You Know You Have No Man When: Funny Signs Of A Single Woman’s Apartment
If you have a nagging relative coming over who worries about you being single, it’s time to clean house. Look around for these obvious signs of a single woman’s apartment. If they’re all over your apartment and you’re worried about that relative coming for you and your singleness, get rid of them!
Underwear on the floor
It’s not because of your crazy sex life. Your panties are on the floor because you threw them there as you got into bed. You are not the least bit concerned that somebody may come over and see your dirty underwear.
Dirty toilet bowl
There is no man lifting up the seat to see what’s in there (or around it), and you’re not interested in impressing anyone else. For that reason, you’re not in a rush to pull out the Scrubbing Bubbles.
You actually own movies
The only people who still buy physical movies in line at the grocery store are ones who think, “Well, it’s something to do.”
You don’t use the sheets
You’re the only one who gets in your bed. You don’t need to use sheets (they’re crumpled up at the bottom of the bed) and constantly wash and replace them. The cover is just fine.

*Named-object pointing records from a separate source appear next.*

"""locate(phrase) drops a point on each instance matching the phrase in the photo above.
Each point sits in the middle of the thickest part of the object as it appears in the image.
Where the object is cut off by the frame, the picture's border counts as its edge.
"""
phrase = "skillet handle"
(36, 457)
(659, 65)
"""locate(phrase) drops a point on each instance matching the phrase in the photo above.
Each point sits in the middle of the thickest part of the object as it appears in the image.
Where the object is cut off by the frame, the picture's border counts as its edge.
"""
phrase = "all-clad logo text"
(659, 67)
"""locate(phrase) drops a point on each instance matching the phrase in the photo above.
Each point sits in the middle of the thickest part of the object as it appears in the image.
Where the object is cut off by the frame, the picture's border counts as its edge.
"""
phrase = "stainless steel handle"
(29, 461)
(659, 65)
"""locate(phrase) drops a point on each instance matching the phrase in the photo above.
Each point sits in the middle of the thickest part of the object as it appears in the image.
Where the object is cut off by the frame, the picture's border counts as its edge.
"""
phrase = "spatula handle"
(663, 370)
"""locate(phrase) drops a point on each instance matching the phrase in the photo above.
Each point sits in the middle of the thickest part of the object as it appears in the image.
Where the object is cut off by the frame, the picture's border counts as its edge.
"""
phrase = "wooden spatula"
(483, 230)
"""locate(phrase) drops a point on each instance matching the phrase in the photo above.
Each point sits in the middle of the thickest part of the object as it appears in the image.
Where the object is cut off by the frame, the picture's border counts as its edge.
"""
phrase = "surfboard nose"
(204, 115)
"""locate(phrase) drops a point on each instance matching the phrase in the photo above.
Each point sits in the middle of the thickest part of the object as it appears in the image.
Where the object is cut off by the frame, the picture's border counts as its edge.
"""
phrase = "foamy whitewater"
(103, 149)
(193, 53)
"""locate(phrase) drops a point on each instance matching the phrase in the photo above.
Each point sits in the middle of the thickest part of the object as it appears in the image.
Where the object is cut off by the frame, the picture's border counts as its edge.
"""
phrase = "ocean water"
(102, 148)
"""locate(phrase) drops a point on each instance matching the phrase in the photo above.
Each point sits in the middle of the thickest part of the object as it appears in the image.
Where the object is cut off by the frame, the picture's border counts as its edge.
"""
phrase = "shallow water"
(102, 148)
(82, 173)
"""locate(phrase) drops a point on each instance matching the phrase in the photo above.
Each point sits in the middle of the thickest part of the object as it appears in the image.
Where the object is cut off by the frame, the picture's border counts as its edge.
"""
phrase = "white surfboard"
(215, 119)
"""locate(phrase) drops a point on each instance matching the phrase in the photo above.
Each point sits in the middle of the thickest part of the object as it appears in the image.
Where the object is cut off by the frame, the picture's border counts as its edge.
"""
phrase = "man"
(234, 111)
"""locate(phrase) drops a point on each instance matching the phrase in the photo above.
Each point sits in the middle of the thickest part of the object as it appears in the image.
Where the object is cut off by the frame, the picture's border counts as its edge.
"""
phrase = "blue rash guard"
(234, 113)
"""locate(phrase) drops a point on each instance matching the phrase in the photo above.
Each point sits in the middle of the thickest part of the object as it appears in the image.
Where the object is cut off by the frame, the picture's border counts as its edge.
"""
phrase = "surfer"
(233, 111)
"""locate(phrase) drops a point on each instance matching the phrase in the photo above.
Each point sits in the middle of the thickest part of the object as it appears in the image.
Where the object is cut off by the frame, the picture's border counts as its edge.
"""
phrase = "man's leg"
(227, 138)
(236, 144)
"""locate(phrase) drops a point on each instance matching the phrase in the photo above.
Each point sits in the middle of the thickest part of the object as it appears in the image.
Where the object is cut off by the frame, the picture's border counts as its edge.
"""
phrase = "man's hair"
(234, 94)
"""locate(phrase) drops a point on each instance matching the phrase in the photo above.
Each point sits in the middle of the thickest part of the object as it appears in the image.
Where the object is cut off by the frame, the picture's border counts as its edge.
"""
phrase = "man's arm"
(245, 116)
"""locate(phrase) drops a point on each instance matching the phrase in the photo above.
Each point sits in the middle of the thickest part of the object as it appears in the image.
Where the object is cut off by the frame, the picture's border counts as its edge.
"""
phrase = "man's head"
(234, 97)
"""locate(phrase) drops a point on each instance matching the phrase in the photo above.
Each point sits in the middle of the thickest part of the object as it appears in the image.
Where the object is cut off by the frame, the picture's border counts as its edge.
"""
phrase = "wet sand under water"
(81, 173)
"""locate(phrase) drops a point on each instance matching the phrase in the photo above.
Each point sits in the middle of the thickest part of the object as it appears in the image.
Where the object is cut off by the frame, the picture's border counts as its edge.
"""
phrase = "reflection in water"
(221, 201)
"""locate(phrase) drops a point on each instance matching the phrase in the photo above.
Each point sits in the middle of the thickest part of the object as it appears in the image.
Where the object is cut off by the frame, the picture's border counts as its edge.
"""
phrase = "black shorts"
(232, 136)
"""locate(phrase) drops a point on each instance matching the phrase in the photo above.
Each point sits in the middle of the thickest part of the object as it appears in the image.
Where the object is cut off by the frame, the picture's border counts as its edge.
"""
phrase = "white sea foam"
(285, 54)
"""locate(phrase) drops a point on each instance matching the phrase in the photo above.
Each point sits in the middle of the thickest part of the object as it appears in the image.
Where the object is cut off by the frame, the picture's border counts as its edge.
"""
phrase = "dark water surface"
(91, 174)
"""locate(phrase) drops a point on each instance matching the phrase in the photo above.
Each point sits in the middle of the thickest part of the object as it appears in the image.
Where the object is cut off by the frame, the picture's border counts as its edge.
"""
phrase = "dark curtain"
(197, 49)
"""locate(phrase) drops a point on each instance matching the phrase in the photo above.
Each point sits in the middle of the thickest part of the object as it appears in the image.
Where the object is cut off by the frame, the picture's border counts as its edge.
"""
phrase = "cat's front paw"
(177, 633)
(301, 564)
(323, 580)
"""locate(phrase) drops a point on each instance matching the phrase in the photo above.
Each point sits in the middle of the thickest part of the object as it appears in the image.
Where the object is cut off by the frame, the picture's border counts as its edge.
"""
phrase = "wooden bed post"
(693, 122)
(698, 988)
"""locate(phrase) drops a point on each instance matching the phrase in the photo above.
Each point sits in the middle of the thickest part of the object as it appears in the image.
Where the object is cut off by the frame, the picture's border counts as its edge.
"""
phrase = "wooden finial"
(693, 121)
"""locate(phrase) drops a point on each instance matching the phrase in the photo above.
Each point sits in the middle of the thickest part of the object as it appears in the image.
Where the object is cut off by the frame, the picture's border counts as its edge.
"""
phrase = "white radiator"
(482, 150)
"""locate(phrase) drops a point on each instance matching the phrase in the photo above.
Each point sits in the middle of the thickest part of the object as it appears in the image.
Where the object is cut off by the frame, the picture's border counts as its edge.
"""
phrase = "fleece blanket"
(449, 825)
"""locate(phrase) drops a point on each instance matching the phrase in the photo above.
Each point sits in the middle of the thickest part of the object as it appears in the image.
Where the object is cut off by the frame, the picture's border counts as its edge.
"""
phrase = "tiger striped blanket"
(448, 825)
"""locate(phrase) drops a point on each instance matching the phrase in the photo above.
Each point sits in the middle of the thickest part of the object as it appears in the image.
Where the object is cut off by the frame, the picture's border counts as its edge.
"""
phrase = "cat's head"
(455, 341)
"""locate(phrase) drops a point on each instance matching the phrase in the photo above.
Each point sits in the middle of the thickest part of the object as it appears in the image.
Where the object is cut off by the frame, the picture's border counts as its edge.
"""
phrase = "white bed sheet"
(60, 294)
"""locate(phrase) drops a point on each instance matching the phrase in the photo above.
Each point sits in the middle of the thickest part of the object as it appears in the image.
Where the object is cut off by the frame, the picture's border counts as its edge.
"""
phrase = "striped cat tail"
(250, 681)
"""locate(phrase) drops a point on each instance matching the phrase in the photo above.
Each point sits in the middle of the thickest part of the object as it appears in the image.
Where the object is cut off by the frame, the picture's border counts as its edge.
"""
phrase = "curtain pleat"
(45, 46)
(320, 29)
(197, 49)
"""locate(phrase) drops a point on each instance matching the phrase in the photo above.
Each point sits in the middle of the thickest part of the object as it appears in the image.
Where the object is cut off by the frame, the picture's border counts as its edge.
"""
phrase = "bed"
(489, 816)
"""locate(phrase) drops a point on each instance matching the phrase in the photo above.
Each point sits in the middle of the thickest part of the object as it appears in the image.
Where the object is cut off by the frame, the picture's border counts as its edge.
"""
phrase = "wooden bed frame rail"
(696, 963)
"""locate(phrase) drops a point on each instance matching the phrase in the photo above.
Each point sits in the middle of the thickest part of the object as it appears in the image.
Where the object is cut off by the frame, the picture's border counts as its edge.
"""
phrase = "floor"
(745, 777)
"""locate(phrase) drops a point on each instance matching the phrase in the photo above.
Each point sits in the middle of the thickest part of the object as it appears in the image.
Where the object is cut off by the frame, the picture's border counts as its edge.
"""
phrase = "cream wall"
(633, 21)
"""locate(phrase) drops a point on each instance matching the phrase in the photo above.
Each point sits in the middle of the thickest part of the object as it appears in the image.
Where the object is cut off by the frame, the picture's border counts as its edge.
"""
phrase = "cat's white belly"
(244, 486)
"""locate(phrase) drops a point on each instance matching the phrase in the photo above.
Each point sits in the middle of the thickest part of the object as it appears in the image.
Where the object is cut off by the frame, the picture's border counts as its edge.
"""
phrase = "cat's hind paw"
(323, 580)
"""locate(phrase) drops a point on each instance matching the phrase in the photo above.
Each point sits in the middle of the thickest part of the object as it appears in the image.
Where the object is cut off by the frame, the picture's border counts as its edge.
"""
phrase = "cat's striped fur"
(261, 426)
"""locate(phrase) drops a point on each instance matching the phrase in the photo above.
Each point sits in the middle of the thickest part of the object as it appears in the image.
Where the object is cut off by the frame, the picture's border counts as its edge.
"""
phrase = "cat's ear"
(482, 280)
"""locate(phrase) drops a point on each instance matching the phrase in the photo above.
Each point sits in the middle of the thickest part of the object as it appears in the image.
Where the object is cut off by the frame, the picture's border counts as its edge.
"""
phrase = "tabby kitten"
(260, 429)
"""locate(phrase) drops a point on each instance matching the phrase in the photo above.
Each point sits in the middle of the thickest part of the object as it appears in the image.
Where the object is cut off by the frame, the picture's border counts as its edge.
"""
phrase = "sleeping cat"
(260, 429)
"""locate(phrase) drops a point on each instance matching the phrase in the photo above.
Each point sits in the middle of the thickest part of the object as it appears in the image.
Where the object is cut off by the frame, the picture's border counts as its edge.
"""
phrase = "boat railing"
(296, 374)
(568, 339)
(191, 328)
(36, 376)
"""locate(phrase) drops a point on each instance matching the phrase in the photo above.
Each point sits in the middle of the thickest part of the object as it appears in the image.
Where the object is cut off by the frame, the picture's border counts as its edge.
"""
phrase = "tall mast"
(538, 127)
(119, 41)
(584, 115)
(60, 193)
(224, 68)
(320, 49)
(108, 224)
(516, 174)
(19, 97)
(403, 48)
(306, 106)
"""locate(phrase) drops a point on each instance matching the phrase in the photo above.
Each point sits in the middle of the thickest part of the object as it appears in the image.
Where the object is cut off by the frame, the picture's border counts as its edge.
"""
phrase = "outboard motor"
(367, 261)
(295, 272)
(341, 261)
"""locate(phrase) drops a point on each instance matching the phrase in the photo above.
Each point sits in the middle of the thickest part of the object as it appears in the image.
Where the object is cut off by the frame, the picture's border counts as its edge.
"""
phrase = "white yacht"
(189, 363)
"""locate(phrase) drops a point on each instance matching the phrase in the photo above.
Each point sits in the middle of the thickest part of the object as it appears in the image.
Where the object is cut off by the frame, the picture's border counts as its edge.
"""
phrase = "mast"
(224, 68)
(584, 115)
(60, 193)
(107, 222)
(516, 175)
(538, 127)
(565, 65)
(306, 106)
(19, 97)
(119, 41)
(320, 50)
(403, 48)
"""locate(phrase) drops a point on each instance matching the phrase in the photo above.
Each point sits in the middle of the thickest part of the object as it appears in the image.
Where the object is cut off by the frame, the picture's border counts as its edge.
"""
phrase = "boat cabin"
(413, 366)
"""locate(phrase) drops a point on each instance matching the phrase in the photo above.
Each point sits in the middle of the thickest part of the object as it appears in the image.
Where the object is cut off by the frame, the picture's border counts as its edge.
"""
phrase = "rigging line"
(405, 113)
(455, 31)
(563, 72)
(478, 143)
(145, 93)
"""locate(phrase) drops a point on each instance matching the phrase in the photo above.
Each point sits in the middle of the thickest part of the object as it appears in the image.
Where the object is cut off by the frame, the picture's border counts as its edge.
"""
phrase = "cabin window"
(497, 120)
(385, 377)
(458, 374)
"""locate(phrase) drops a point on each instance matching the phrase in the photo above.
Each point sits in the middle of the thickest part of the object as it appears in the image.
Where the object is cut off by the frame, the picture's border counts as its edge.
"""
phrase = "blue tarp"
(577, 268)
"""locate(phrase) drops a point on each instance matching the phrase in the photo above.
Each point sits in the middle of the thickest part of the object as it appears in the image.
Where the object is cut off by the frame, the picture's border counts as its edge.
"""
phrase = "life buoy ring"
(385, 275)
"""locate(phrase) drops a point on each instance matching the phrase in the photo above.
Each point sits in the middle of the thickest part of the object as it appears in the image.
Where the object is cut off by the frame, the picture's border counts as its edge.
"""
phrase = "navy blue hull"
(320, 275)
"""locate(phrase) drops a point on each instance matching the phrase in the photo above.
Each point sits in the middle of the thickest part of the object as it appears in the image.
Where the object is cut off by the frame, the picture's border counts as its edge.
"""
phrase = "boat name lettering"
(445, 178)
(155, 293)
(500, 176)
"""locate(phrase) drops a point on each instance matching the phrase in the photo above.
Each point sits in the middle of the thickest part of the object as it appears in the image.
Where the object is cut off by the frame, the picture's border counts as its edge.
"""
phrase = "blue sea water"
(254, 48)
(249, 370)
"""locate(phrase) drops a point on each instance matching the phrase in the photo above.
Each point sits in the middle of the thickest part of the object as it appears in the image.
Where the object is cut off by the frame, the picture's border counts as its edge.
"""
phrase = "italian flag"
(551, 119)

Your laptop is always open
You’re not worried about anyone looking at the five online shopping tabs you have open or the quirky YouTube videos. Your social life exists on that laptop so there is no point in closing it.
Your fridge is full of healthy, boring food
Nothing indulgent, romantic or sexy. Just efficient, practical, sensible food (and maybe a carton of ice cream). Nothing you would like, eat after sex or feed a date.
Sparkly clothes everywhere
If you have tight, sparkly, sequin, snake-print clothing laying all around your home…you haven’t been going on dates. You’ve just been going to the club.
Hot workout clothes
They smell very fresh because you’re there to be seen more than you are to actually workout.
Fashion that’s a little too fierce
Like a hat with a taxidermy bird on it. You wouldn’t buy those things if you were dating someone. You’d think twice if there were a man around to ask, “What on earth is that?!”
You have lots of projects going on
You’re fixing things, building things, decorating things. You’re projecting. (That’s a play on words!)
When the dream man comes along the need for dream boards (and all those sticky notes with quotes) goes away.
You order takeout so much that you’ve ended up on mailing lists and the deliveryman knows your name and business.
Pubic hair on fleek
Only when you’re single do you let your downstairs area grow out so much that there is hair all over the bathroom when you finally shave.
Your couch is also a bed
You have pillows and blankets on your couch all of the time because you fall asleep in front of the TV a lot.
Scented candles are in use
Men can’t stand those smells. Those go out real fast when there is a male around regularly.